A critical vulnerability in a widely used WordPress plugin has exposed over 200,000 websites to full account takeover, raising urgent concerns across the security community.
Discovered on May 8, 2026, by Wordfence’s AI-powered PRISM threat intelligence platform, the flaw affects the Burst Statistics plugin, a privacy-focused analytics tool.
Tracked as CVE-2026-8181 with a CVSS score of 9.8, the vulnerability enables unauthenticated attackers to bypass authentication and impersonate administrator accounts.
The issue impacts versions 3.4.0 through 3.4.1.1 and was introduced on April 23, 2026.
Notably, it was identified within just 15 days and patched 19 days later, highlighting how AI-driven vulnerability discovery is shrinking the exploitation window.
WordPress Plugin Auth Bypass Flaw
The vulnerability stems from improper validation in the plugin’s MainWP integration, specifically within the is_mainwp_authenticated() function.
This function processes authentication requests via the HTTP Authorization header but fails to verify the credentials’ validity.
Due to insecure return-value handling, the plugin treats any non-error response from WordPress’s wp_authenticate_application_password() function as successful authentication.
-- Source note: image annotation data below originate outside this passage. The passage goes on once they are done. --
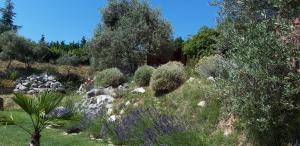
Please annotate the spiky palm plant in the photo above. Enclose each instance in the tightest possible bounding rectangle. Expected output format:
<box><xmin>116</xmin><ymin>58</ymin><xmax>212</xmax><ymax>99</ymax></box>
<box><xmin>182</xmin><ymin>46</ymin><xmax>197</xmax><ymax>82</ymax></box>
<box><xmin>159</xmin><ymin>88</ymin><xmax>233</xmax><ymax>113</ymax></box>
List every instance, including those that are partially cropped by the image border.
<box><xmin>13</xmin><ymin>92</ymin><xmax>63</xmax><ymax>146</ymax></box>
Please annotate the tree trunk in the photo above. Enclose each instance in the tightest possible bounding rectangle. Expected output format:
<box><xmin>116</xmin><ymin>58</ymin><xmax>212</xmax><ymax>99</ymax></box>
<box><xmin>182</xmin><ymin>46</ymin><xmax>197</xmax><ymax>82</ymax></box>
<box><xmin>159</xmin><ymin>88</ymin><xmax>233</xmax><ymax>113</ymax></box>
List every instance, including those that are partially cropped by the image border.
<box><xmin>29</xmin><ymin>132</ymin><xmax>41</xmax><ymax>146</ymax></box>
<box><xmin>6</xmin><ymin>59</ymin><xmax>12</xmax><ymax>69</ymax></box>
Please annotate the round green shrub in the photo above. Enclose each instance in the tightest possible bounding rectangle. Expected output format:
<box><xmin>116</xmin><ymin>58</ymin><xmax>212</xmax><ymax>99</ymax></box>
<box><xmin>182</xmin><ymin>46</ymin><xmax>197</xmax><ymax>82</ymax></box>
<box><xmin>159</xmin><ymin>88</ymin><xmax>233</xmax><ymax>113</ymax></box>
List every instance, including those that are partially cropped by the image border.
<box><xmin>195</xmin><ymin>55</ymin><xmax>228</xmax><ymax>78</ymax></box>
<box><xmin>134</xmin><ymin>65</ymin><xmax>154</xmax><ymax>86</ymax></box>
<box><xmin>150</xmin><ymin>62</ymin><xmax>186</xmax><ymax>93</ymax></box>
<box><xmin>95</xmin><ymin>68</ymin><xmax>125</xmax><ymax>87</ymax></box>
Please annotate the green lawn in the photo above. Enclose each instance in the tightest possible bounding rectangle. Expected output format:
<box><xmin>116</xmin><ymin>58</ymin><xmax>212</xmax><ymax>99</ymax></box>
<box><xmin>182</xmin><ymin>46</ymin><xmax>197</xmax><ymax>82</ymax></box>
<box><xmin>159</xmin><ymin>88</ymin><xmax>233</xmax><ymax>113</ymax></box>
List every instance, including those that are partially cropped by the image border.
<box><xmin>0</xmin><ymin>111</ymin><xmax>108</xmax><ymax>146</ymax></box>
In certain cases, this function returns null instead of an error when authentication fails, allowing malicious requests to pass through unchecked.
An attacker can exploit this flaw by sending a crafted REST API request with a valid administrator username and any arbitrary password encoded in a Basic Authentication header.
The plugin then sets the current user context to the targeted administrator, effectively granting full privileges for the duration of the request.
Successful exploitation allows attackers to perform high-privilege actions without prior authentication.
For example, a single request to the /wp-json/wp/v2/users endpoint could create a new administrator account, enabling persistent access and complete site compromise.
Because the vulnerability affects all REST API endpoints, attackers can abuse core WordPress functionality beyond the plugin itself, significantly increasing the attack surface.
Patch and Mitigation
The Burst Statistics team responded rapidly after disclosure. Wordfence initiated responsible disclosure on May 8, shared full details on May 11, and the vendor released a patched version (3.4.2) on May 12, 2026.
Users are strongly advised to update immediately to version 3.4.2 or later to mitigate the risk.
Wordfence customers using Premium, Care, or Response tiers received firewall protection on May 8, while free users are scheduled to receive the same protection on June 7, 2026.
Security experts warn that the simplicity of exploitation and lack of authentication make this vulnerability highly attractive to threat actors.
Administrators should audit user accounts, monitor logs, and ensure immediate patching to prevent compromise.